I’ve been really busy canning (mixed stone fruit jam, pickles, relish, and soon to be tomato butter) in a hot kitchen and it’s been pretty hot outside. It got me thinking about when I was small and my mother used to make apple mint tea. My mint is going insane this year. I have spearmint, and peppermint growing like crazy. I thought that would be pretty refreshing, so I decided to make some spear/peppermint tea like my mother did, though I didn’t add any sweetener.
It doesn’t take much. I cut three branches about 18 inches long. I’d guess it was about 2 cups of leaves, but the stems have a lot of flavor, too.
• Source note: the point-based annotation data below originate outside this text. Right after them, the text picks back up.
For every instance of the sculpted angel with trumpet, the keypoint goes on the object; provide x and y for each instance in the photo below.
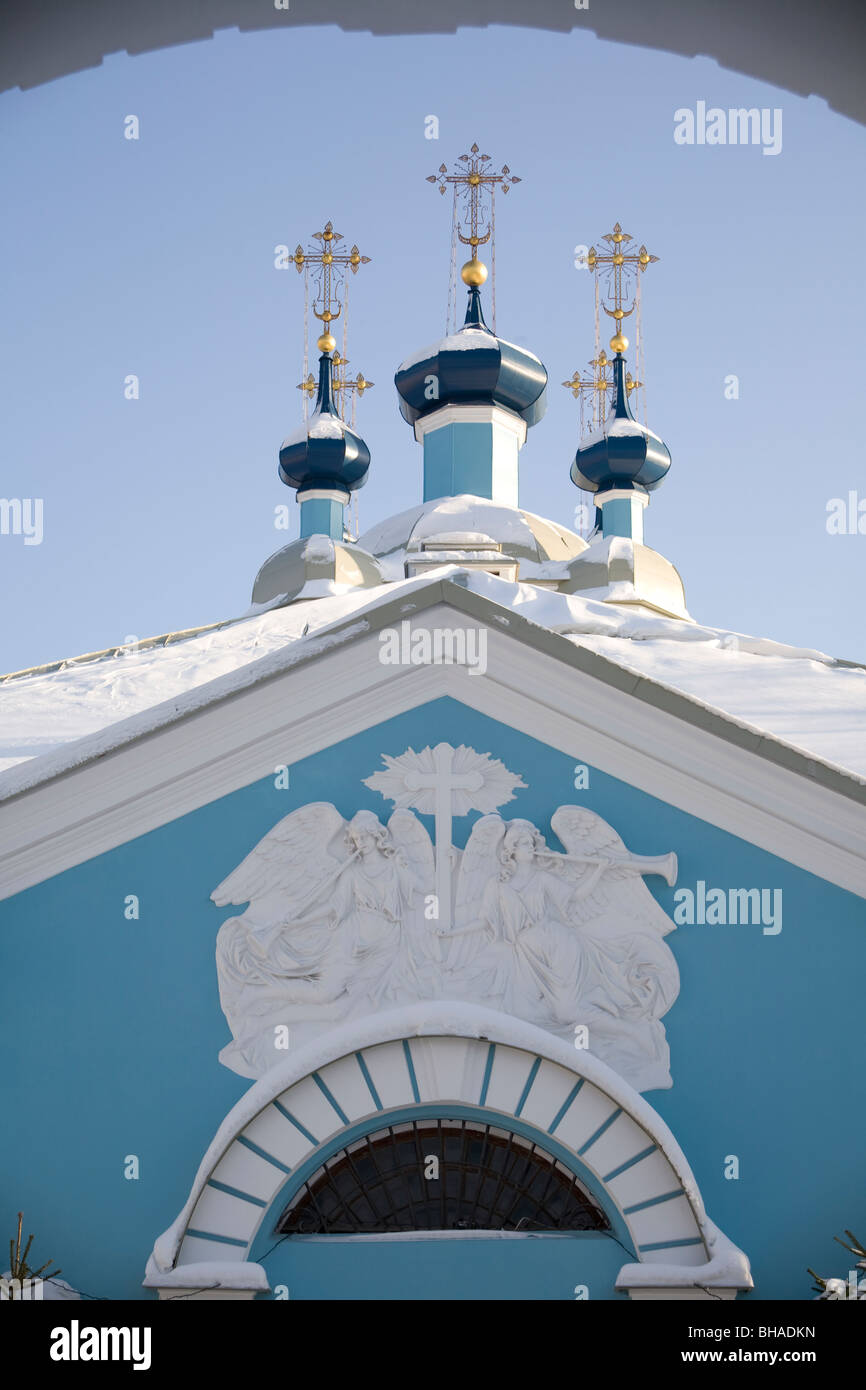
(344, 918)
(567, 940)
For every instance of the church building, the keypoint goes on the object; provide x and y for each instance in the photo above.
(464, 920)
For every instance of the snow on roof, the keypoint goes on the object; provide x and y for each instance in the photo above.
(798, 695)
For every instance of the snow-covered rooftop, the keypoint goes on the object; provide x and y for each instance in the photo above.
(798, 695)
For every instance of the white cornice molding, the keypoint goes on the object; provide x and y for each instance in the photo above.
(478, 414)
(245, 734)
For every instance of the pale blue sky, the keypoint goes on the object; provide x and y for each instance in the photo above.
(156, 257)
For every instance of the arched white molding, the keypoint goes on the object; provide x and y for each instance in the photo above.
(448, 1054)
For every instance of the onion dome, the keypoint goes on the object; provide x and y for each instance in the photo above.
(623, 455)
(325, 453)
(473, 367)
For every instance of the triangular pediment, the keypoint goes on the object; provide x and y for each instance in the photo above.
(150, 769)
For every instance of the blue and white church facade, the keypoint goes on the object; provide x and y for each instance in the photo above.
(463, 922)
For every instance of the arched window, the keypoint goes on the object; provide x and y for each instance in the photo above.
(441, 1175)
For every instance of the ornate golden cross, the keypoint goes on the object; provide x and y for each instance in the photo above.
(619, 262)
(341, 385)
(344, 385)
(331, 266)
(474, 178)
(597, 387)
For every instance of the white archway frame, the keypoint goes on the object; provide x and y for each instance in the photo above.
(446, 1054)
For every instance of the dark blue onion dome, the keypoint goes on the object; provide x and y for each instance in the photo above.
(325, 452)
(473, 367)
(623, 453)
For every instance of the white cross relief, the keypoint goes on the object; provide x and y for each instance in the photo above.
(445, 781)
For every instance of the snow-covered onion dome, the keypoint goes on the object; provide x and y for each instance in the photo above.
(622, 463)
(473, 367)
(622, 455)
(325, 453)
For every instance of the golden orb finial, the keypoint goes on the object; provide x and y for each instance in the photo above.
(474, 273)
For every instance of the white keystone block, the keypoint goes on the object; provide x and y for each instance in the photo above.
(249, 1173)
(587, 1112)
(218, 1214)
(617, 1144)
(389, 1073)
(312, 1108)
(449, 1068)
(651, 1178)
(346, 1083)
(549, 1093)
(508, 1079)
(275, 1134)
(665, 1221)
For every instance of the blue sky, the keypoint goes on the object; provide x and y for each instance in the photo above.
(156, 257)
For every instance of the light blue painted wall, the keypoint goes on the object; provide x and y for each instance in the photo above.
(459, 459)
(111, 1027)
(321, 516)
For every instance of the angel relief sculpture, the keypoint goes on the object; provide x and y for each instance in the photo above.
(332, 926)
(346, 918)
(569, 940)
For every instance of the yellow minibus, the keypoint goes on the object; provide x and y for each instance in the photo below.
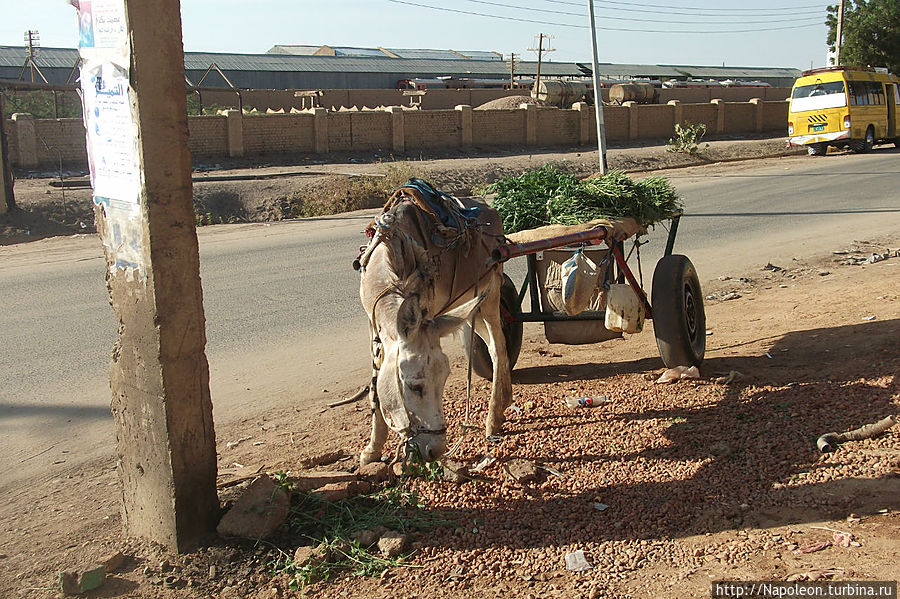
(844, 106)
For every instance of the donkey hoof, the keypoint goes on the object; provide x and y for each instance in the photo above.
(493, 430)
(368, 457)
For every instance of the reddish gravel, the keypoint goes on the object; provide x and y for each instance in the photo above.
(703, 480)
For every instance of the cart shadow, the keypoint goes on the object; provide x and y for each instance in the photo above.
(749, 447)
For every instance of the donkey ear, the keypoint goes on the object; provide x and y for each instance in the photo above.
(409, 317)
(448, 323)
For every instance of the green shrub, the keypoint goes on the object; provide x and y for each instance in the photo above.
(687, 138)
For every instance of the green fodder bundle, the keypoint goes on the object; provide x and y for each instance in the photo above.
(523, 201)
(561, 199)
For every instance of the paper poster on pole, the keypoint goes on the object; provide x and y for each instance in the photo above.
(111, 129)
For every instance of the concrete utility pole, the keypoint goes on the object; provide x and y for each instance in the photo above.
(159, 374)
(512, 70)
(598, 96)
(839, 34)
(540, 50)
(7, 199)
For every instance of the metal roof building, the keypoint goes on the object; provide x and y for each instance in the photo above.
(309, 71)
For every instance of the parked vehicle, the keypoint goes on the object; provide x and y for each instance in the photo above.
(844, 106)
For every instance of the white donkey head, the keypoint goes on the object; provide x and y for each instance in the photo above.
(412, 377)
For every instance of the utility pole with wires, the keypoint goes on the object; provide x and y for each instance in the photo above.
(540, 50)
(598, 96)
(513, 59)
(839, 34)
(33, 44)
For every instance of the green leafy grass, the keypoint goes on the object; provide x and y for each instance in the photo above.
(548, 196)
(330, 528)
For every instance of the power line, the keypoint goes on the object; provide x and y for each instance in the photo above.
(786, 9)
(545, 22)
(609, 18)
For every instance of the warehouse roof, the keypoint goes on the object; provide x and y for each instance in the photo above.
(303, 50)
(65, 58)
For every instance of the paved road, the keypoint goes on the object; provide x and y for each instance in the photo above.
(284, 321)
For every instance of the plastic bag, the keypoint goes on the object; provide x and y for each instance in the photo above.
(624, 310)
(579, 282)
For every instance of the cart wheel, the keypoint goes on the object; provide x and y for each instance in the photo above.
(482, 364)
(679, 321)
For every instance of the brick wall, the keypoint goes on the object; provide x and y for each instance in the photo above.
(432, 129)
(373, 130)
(277, 133)
(12, 141)
(775, 116)
(615, 120)
(701, 113)
(60, 139)
(498, 127)
(370, 130)
(208, 136)
(558, 127)
(739, 117)
(653, 121)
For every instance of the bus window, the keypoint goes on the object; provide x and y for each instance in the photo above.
(818, 96)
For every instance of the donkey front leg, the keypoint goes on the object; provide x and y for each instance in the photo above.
(501, 388)
(372, 452)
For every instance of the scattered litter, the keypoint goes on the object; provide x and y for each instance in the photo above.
(724, 296)
(577, 562)
(814, 574)
(677, 373)
(586, 402)
(551, 470)
(812, 548)
(232, 444)
(732, 377)
(844, 539)
(485, 462)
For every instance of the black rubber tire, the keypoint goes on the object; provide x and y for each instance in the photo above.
(482, 365)
(679, 320)
(869, 142)
(819, 149)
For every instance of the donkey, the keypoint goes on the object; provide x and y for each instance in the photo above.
(424, 273)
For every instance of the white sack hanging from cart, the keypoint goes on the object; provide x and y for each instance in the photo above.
(624, 310)
(579, 282)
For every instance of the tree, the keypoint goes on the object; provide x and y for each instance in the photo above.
(871, 33)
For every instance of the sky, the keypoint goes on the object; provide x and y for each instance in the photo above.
(685, 32)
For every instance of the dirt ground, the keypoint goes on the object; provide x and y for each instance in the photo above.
(304, 185)
(702, 480)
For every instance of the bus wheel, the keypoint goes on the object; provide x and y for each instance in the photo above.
(818, 149)
(869, 143)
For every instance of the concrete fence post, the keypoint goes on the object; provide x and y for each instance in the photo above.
(759, 113)
(720, 115)
(320, 130)
(632, 119)
(677, 112)
(585, 120)
(234, 123)
(27, 139)
(465, 125)
(530, 123)
(398, 130)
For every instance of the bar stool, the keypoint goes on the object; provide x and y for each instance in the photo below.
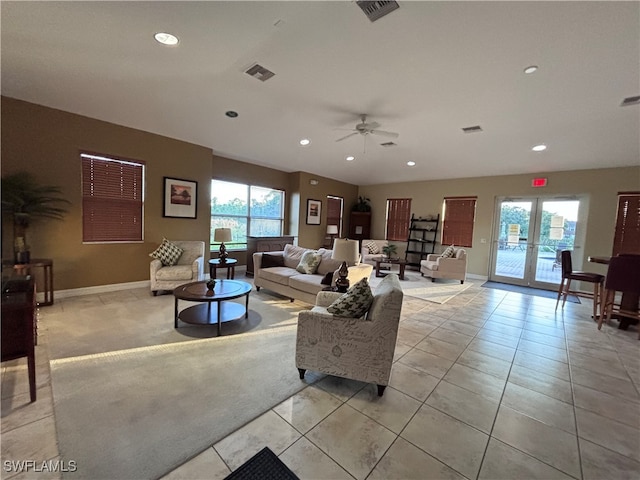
(623, 275)
(568, 275)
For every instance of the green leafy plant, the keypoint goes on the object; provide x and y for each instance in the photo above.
(23, 200)
(389, 250)
(363, 205)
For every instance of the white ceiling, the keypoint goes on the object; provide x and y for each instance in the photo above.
(426, 71)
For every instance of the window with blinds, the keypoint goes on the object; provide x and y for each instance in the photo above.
(458, 220)
(112, 199)
(627, 234)
(334, 212)
(398, 219)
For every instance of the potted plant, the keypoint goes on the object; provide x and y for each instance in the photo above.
(23, 199)
(363, 205)
(389, 249)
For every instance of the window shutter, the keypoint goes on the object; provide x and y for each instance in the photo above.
(627, 233)
(112, 200)
(398, 218)
(457, 225)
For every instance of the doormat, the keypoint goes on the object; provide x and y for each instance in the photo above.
(262, 466)
(538, 292)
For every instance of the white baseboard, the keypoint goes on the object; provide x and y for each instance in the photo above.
(76, 292)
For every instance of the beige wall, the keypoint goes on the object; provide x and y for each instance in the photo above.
(47, 143)
(600, 186)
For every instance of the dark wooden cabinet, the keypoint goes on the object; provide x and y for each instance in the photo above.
(264, 244)
(360, 226)
(19, 325)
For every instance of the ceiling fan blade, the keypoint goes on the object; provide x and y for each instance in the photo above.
(383, 133)
(350, 135)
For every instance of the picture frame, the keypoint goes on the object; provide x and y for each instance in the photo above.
(180, 198)
(314, 209)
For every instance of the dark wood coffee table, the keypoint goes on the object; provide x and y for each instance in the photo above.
(394, 261)
(215, 307)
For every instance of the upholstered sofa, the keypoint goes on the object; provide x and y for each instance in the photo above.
(189, 268)
(437, 266)
(283, 278)
(367, 251)
(356, 348)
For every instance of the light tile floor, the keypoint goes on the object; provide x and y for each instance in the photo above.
(490, 385)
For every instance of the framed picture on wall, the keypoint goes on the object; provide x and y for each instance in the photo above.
(180, 198)
(314, 209)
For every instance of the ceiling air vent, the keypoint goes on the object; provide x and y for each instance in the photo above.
(259, 72)
(377, 9)
(630, 101)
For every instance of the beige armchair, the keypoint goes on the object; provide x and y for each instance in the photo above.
(367, 256)
(190, 267)
(356, 348)
(437, 266)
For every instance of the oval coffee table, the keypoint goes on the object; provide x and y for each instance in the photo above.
(214, 308)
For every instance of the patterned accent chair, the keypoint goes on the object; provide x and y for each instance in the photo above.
(190, 267)
(356, 348)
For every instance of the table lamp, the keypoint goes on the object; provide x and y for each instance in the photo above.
(222, 235)
(346, 251)
(332, 231)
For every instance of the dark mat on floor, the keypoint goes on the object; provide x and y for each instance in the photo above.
(264, 465)
(538, 292)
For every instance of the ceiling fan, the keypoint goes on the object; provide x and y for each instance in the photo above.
(364, 129)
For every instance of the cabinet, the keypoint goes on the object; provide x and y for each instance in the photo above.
(360, 226)
(264, 244)
(423, 235)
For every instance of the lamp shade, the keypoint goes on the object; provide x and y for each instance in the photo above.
(222, 235)
(345, 250)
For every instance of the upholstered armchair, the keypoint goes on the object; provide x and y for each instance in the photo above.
(356, 348)
(372, 250)
(437, 266)
(189, 267)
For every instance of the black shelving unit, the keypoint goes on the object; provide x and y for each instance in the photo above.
(423, 234)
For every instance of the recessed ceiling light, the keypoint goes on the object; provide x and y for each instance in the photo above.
(166, 38)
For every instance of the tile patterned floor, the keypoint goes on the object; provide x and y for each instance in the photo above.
(490, 385)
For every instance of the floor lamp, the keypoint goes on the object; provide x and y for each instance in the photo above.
(346, 251)
(222, 235)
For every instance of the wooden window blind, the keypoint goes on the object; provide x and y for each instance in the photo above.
(457, 224)
(627, 234)
(398, 219)
(112, 199)
(334, 212)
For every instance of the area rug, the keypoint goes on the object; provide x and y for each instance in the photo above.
(141, 413)
(538, 292)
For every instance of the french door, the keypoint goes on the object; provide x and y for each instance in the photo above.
(530, 233)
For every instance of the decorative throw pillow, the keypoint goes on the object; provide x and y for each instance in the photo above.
(272, 261)
(373, 247)
(449, 252)
(355, 302)
(168, 253)
(309, 262)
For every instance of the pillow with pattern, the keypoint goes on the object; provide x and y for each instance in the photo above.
(355, 303)
(309, 262)
(449, 252)
(373, 247)
(168, 253)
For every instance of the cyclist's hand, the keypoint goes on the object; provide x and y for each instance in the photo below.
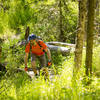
(49, 63)
(26, 69)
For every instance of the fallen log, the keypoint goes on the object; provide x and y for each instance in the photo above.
(59, 49)
(61, 44)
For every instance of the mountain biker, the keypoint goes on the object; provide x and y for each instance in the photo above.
(37, 48)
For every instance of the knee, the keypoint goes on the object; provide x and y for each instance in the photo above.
(33, 63)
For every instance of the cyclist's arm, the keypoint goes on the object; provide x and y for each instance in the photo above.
(48, 53)
(26, 59)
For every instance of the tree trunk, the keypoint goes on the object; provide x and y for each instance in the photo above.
(61, 35)
(97, 18)
(80, 34)
(90, 30)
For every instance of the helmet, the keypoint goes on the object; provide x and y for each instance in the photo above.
(32, 37)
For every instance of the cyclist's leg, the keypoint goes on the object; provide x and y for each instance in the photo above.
(33, 63)
(43, 65)
(42, 60)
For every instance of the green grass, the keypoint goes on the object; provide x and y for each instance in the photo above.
(62, 87)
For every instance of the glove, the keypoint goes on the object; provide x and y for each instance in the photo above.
(26, 69)
(49, 63)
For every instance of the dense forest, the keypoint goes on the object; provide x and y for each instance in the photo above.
(71, 31)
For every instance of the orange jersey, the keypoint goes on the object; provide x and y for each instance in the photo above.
(37, 49)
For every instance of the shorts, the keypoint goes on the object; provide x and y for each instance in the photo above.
(42, 59)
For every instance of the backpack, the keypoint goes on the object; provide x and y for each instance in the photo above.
(31, 37)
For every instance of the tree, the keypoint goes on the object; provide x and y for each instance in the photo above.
(90, 30)
(80, 33)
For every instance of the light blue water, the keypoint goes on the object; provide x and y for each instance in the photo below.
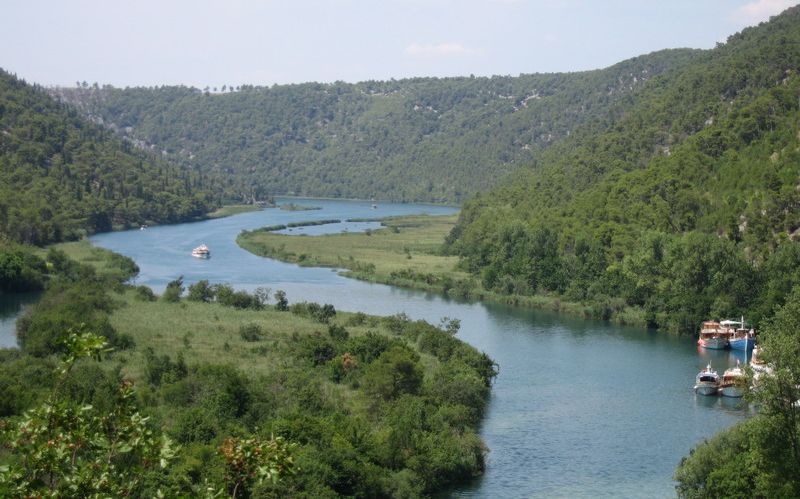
(11, 306)
(580, 408)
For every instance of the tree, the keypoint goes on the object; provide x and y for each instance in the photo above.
(281, 303)
(66, 450)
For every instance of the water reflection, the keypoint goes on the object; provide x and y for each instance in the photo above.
(11, 306)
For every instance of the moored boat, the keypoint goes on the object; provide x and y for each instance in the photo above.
(201, 251)
(707, 382)
(714, 335)
(733, 382)
(742, 338)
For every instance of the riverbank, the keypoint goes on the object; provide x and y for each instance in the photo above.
(234, 209)
(374, 406)
(407, 253)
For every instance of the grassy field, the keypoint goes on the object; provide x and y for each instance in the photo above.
(233, 209)
(406, 253)
(407, 243)
(209, 333)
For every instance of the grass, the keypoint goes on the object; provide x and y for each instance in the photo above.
(232, 209)
(406, 253)
(406, 243)
(84, 252)
(298, 207)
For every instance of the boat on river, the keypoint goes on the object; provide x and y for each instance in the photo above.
(707, 382)
(733, 382)
(742, 338)
(201, 251)
(714, 335)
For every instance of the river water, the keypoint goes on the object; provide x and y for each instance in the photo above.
(580, 408)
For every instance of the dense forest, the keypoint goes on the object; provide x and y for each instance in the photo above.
(213, 392)
(62, 176)
(423, 139)
(678, 206)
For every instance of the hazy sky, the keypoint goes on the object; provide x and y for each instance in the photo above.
(201, 42)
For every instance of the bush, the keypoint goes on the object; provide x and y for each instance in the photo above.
(201, 291)
(281, 303)
(394, 373)
(144, 293)
(237, 299)
(250, 332)
(337, 332)
(174, 290)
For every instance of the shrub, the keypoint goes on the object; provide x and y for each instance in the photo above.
(144, 293)
(201, 291)
(174, 290)
(337, 332)
(250, 332)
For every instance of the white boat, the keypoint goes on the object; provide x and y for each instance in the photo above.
(201, 251)
(707, 382)
(714, 335)
(733, 382)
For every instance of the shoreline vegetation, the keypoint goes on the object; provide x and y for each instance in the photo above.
(234, 209)
(407, 253)
(298, 207)
(357, 405)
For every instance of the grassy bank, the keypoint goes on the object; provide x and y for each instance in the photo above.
(406, 253)
(233, 209)
(372, 406)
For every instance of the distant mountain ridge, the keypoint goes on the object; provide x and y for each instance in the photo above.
(422, 139)
(62, 177)
(683, 204)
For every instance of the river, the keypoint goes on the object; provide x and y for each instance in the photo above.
(580, 408)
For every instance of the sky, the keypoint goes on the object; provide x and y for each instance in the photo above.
(231, 42)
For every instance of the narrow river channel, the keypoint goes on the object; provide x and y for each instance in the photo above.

I stripped the leaves off the stems (to run through the food processor later to put in a chocolate dump cake) and put both the leaves and stems in a pot with 1 gallon of water.

Boil the mint leaves for about 5 minutes. It won’t be a very dark color at first, but the longer it steeps, the darker it gets. However, I’m not sure that this can be over steeped, so don’t feel like you must watch it closely. I suppose you could drink it warm, but it is really very good cold. Hot mint tea is for winter and dried leaves. This is fresh mint tea, best served iced in summer!

I let it cool, then strained it off. Instead of a pitcher, (though I’ve done that too) I put it in recyled glass jars from our local juicer and put them in the refrigerator. One could easily put it in Mason jars to chill as well.

Easy single serving cold tea. You would think it would be really minty, but it isn’t. Super refreshing. Even my daughter that hates mint loves it. No sugar, no sweeteners, just mint, water. A jar and a refrigerator.

I made a batch last week that had a nectarine cut up in it, and that was really tasty! Variations my mother used to make were lemon-lime apple mint tea, peach mint tea. Endless possibilities!